PSY-OP: FLEXIBLE MIND OF MASTERY

First solve these practice problems (don’t try looking in the back—the answers aren’t there):

• Problem #1: You have three jars. Jar A holds 9 units of water, jar B holds 40 units, and jar C holds 2 units. How can you measure exactly 20 units?

• Problem #2: Jar A holds 32 units, jar B holds 90 units, and jar C holds 4 units. How can you measure 50 units?

• Problem #3: Jar A holds 21 units, jar B holds 127 units, and jar C holds 3 units. How can you measure exactly 100 units?

Now solve this test problem:

• Test: Jar A holds 6 units, jar B holds 78 units, and jar C holds 22 units. How can you measure 28 units?

Chances are, you started with 78, subtracted 2-times-22, and then subtracted another 6 (B–2C–A). That’s the technique you learned by doing those three practice problems. But there’s another solution: just add 22 and 6 (A + C).

Don’t feel stupid. This water jar experiment by Abraham Luchins (1942) is a classic demonstration of the Einstellung effect: Your previous experience makes the new problem more difficult.
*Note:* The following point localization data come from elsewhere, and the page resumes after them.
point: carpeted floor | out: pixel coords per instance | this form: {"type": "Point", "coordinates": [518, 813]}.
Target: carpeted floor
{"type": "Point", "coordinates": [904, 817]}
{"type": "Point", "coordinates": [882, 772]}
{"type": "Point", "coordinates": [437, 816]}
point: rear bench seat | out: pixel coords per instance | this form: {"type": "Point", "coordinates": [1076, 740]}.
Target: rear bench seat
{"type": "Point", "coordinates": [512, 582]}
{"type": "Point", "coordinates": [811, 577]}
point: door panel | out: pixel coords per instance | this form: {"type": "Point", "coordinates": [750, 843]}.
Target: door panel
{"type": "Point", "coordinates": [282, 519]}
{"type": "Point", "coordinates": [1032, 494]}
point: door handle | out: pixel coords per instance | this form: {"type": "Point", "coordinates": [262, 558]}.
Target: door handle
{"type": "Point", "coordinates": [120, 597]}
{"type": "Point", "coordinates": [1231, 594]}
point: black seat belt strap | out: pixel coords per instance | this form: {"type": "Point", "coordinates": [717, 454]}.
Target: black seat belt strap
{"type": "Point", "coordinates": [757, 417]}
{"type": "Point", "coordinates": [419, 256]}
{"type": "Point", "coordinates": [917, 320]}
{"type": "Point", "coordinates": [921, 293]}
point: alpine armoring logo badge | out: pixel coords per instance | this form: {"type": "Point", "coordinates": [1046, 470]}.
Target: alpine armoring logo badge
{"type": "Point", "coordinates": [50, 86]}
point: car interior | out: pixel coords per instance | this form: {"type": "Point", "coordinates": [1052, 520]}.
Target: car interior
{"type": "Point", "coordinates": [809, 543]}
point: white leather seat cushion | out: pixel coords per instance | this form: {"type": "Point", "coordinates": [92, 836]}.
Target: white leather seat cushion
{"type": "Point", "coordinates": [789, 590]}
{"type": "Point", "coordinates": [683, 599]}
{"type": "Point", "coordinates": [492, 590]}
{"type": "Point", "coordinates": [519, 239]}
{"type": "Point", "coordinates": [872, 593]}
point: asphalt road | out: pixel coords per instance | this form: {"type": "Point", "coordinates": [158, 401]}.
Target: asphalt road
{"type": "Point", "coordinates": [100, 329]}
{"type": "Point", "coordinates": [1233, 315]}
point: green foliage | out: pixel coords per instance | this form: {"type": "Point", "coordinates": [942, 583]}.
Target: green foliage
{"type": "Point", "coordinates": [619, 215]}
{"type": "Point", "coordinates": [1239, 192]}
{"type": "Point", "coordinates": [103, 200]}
And the Einstellung effect isn’t confined to water jars. It leaps the laboratory, showing up in situations like chess. We apply the solutions that worked in the past even when better solutions are available.

Or, certain people do.

To have previous solutions to fall back on requires some expertise. And so experts fall into the Einstellung trap: They use familiar, nonoptimal solutions (while nonexperts—with less expertise—use new, nonoptimal solutions).

But something interesting happens when chess players reach a certain level of expertise: they stop getting sucked into the Einstellung trap. At the stage of Zen chess enlightenment, the mind again becomes as flexible as the uncarved block, and masters look past familiarity and into optimal solutions, be they in or out of the box.

Neurological Explanation of the Einstellung Effect

Why do we fall back on the familiar ways we’ve done things, even when these solutions aren’t the best? One explanation is neuroplasticity: Over time, you physically rewire your brain for this solution.

Here’s how it works: Neurons that play together stay together. Or, neurons in a pathway that fire together learn to fire together more efficiently. This pathway becomes quicker on a basic, biological level. And so this pathway beats out other, competing pathways, even when the other pathways might have been naturally quicker before all the rewiring started.